A window into 'The Avengers' TV Series

Being in the Science Fiction community in the 80s, it was hard to avoid mention of the old British TV series "The Avengers." And then there was the notorious 1998 Hollywood film starring Uma Thurman and Ralph Fiennes, which achieved an appalling 5% on Rotten Tomatoes. I've often wondered what this oh-so-greatly-loved show was about. When a random disc from the series appeared in front of me at the library, I picked it up.

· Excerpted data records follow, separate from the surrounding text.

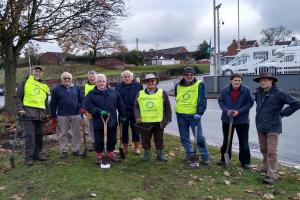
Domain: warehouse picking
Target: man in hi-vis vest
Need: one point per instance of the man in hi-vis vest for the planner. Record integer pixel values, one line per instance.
(89, 86)
(152, 109)
(31, 102)
(190, 105)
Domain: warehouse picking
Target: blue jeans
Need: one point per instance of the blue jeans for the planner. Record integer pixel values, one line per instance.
(184, 123)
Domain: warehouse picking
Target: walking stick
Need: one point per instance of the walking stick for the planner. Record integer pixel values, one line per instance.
(105, 162)
(195, 160)
(12, 158)
(121, 149)
(84, 154)
(226, 154)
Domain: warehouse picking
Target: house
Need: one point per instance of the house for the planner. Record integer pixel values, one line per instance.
(233, 48)
(52, 58)
(175, 55)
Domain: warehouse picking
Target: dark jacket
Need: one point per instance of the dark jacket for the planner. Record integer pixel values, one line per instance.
(202, 100)
(66, 101)
(128, 93)
(167, 111)
(31, 113)
(243, 104)
(107, 100)
(269, 110)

This is the fourth disc of 1966, including the episodes "The House That Jack Built," "A Sense of History," "How to Succeed ... at Murder," and "Honey for the Prince."

Wikipedia suggests that the first couple episodes were actually about avenging something (a murder), but by the fourth season it was simply an excuse for Patrick Macnee and Diana Rigg to run about being goofy, solving crimes with smart minds and an ability to fight, and be charmingly deceptive when necessary. While the cover shows Rigg clinging to Macnee, the DVD shows her to be eminently capable of taking care of herself. He rides to the rescue once, only to find that she's already got herself out of trouble: "Where's your shining armour?" "Oh, ah, it's at the laundry." It was lovely to see a capable woman who didn't need rescuing - particularly in something from the 1960s. On the flip-side of that, in all four episodes they find a way to get her into a revealing costume. Macnee on the other hand is always dressed in a suit and tie. So only partial points for the creation of a strong female lead.

Charming, somewhat entertaining, and about as deep as a puddle. I'm afraid it falls under the Samuel Johnson quote: "Worth seeing? Yes; but not worth going to see."